Nachdem Melanie Paschke, 23, deutsche Sprintmeisterin geworden war, konzentrierte sich das Interesse auf ihr Verhältnis zu Katrin Krabbe. Mit ihrer gesperrten Vorgängerin, sagte die Braunschweigerin schnippisch, wolle sie »in keiner Weise verglichen« werden. Der ehemalige Laufstar aus Neubrandenburg solle erst einmal ohne Doping so schnell laufen wie sie.

Beim Abendsportfest am vergangenen Mittwoch in Zürich fiel der Weitspringer Mike Powell, 29, durch übertriebene Sorgfalt im Umgang mit seiner _(* Am 30. Juli in Gateshead, England. ) Sporttasche auf. Er sei »unglaublich vorsichtig«, bestätigte der Weltrekordler. Weil er Sabotage fürchtet, trinkt er nur seine eigens mitgebrachten Säfte.

Kein Wettkampf in der Leichtathletik endet ohne Verdächtigungen, Anschuldigungen oder Rechtfertigungen. Die spektakulären Manipulationen von Topathleten wie Ben Johnson oder Katrin Krabbe haben dem Image schweren Schaden zugefügt. Der Argwohn der Sportler und Trainer untereinander zerfrißt jetzt das Innenleben.

Wenn am kommenden Freitag in Stuttgart die Weltmeisterschaften beginnen, steckt die Leichtathletik in einer tiefen Glaubwürdigkeitskrise. Kein Athlet traut dem anderen über den Weg, offen werden abnormes Muskelwachstum und andere Dopingsymptome bei Konkurrenten angeprangert.

Dopingverdächtigungen dienen längst als Waffe im Psychokrieg auf der Tartanbahn.
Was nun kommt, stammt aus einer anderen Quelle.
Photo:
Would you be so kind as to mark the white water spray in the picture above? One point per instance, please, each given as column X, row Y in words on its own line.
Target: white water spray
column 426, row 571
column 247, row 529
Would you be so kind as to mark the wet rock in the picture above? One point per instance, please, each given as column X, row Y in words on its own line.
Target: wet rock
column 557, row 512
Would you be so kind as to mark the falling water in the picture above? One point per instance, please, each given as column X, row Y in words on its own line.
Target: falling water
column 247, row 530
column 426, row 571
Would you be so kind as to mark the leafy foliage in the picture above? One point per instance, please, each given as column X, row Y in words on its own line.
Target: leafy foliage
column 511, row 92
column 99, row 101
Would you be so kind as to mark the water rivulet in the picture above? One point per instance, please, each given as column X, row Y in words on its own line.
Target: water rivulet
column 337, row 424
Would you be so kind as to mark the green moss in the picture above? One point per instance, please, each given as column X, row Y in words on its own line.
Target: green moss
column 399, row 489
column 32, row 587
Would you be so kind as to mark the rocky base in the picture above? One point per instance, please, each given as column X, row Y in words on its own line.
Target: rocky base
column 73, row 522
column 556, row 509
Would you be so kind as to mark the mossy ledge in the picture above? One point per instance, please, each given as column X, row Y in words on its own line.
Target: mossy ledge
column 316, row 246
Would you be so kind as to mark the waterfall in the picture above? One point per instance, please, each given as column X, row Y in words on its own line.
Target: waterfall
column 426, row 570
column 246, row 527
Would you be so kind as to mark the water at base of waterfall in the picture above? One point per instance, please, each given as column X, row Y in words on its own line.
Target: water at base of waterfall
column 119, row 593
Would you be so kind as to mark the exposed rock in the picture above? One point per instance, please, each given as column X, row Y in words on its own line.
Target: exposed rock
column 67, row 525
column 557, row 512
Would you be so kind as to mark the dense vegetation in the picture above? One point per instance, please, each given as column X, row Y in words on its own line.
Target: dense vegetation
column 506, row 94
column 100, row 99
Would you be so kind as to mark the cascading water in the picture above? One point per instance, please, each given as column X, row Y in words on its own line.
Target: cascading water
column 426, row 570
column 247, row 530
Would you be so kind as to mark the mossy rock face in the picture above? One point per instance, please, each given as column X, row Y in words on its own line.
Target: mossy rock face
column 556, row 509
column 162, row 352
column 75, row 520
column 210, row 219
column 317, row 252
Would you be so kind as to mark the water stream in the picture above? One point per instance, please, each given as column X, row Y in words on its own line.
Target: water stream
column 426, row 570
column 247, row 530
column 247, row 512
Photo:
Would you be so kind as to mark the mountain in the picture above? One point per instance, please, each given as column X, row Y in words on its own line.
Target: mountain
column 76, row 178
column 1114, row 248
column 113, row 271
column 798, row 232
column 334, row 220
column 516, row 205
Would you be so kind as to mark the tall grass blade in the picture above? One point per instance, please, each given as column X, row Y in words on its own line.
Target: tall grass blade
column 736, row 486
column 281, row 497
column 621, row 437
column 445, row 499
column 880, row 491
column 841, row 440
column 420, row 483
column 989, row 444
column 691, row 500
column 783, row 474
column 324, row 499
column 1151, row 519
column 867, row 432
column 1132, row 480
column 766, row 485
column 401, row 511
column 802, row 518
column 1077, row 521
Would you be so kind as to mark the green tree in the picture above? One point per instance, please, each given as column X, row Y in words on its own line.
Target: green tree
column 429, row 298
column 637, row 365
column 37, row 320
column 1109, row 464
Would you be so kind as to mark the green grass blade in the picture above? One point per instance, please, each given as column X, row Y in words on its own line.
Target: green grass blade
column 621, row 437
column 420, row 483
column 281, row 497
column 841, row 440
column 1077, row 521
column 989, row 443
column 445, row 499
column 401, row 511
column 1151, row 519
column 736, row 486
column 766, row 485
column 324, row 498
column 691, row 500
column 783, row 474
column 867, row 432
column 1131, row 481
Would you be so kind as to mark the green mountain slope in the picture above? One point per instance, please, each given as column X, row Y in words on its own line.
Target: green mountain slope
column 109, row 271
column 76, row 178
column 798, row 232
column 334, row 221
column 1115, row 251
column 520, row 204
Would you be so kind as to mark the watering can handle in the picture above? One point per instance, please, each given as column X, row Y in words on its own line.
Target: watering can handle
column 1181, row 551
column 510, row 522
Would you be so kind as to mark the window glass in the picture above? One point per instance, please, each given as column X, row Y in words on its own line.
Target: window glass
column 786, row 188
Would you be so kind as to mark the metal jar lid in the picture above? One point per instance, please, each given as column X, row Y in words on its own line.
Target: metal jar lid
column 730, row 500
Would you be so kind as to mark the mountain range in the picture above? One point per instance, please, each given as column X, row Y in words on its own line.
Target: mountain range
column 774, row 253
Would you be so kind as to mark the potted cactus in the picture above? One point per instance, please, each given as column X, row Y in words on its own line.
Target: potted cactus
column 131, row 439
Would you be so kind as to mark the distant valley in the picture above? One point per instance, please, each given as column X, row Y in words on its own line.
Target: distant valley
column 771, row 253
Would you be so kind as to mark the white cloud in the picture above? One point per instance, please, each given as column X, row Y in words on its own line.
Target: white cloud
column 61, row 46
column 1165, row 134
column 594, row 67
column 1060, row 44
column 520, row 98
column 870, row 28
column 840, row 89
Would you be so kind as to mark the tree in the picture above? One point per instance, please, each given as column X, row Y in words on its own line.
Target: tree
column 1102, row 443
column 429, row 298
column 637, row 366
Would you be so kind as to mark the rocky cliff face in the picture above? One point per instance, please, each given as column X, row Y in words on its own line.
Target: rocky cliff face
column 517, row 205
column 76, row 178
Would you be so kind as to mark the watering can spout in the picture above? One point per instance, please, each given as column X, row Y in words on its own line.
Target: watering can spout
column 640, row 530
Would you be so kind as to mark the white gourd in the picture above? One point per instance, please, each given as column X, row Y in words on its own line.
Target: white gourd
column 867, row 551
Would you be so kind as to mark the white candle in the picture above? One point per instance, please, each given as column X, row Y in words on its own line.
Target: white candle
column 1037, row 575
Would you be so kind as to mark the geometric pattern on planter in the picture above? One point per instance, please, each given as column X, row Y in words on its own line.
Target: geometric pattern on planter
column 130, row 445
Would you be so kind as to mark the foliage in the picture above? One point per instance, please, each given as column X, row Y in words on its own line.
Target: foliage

Wenn man einen Gegner schwächen wollte, habe man ihm früher die Freundin ausgespannt, berichtet die ehemalige Weitspringerin Heidi Schüller, »heute bezichtigt man ihn einfach des Dopens«. Auch wenn »du nur verdächtigt wirst«, sagt Powell, »bist du eigentlich schon schuldig«.

Wer in Stuttgart dabei ist, sieht sich einer gnadenlosen Fleischbeschau ausgesetzt. Haben sich die Muskelberge von Sprinter Linford Christie seit seinem Olympiasieg verändert? Wie behaart oder verpickelt sind die russischen Athletinnen? »Ich gucke mir die Leute an und mache mir meine Gedanken«, sagt die Hochspringerin Heike Henkel.

Weniger bekannte Sportler haben den Respekt vor dem Establishment verloren. »Warum trägt Carl Lewis in seiner Freizeit Zahnspangen?« fragt die Wattenscheider Marathonläuferin Claudia Metzner und liefert die Antwort mit: Jeder wisse doch, daß durch die Einnahme von Wachstumshormonen der Kiefer überproportional größer werde.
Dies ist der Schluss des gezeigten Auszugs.